Aloysius Bertrand

Gaspard de la nuit, 1842


L’Office du soir


   
Quand, vers Pâque ou Noël, l’église, aux nuits tombantes
S’emplit de pas confus et de cires flambantes.
VICTOR HUGO. — Les chants du Crépuscule.


 

    Dixit Dominus Domino meo : sede a dextris meis.
Office des vêpres.

Trente moines, épluchant feuillet par feuillet des psautiers aussi crasseux que leurs barbes, louaient Dieu et chantaient pouilles au diable.

 

*

 

« Madame, vos épaules sont une touffe de lys et de roses. » — Et comme le cavalier se penchait, il éborgna son valet du bout de son épée.

 

« Moqueur, minauda-t-elle, vous jouez-vous à me distraire ? — Est-ce l’Imitation de Jésus que vous lisez, Madame ? — Non, c’est le Brelan d’Amour et de Galanterie. »

 

Mais l’office était psalmodié. Elle ferma son livre et se leva de la chaise. — « Allons-nous-en, dit-elle ; assez prié pour aujourd’hui ! »

 

*

 

Et moi, pèlerin agenouillé à l’écart sous les orgues, il me semblait ouïr les anges descendre du ciel mélodieusement.

 

Je recueillais de loin quelques parfums de l’encensoir, et Dieu permettait que je glanasse l’épi du pauvre derrière sa riche moisson.

 


Commentaire (s)
Déposé par Cochonfucius le 9 mai 2016 à 17h46

Autour de l’égise
----------------

L’église vibre au son du chant de trente moines ;
Au-dehors, deux démons qui dansent dans les airs,
Personne ne les voit, le village est désert
Tout autant que la friche où vivait Saint Antoine.
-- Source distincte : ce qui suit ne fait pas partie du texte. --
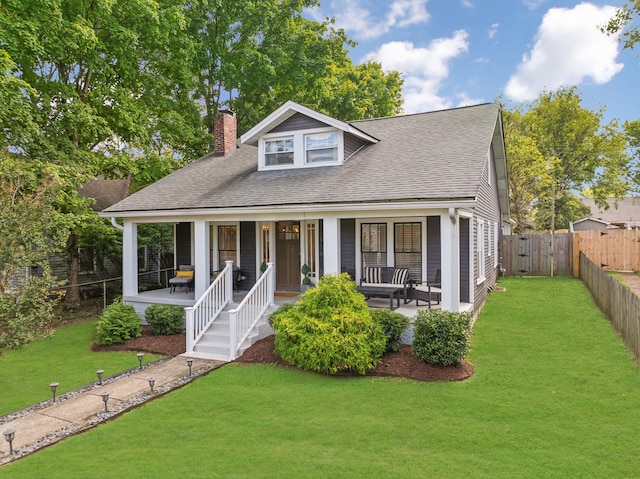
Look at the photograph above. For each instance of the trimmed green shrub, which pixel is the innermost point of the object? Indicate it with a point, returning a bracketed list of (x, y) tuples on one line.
[(441, 337), (393, 325), (118, 323), (330, 330), (274, 317), (165, 319)]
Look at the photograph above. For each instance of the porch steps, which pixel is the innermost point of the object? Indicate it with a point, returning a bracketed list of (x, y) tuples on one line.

Dans la nef, un galant raconte des sornettes
À une Margoton d’exemplaire piété ;
Quand ils en sortiront, par ce beau soir d’été,
Les démons auront pris la poudre d’escampette.

Un glaneur, satisfait de sa maigre moisson,
Reste au fond de la nef, que l’encensoir parfume,
Faiblement éclairé par un cierge qui fume
Et songeant à l’auberge aux coûteuses boissons.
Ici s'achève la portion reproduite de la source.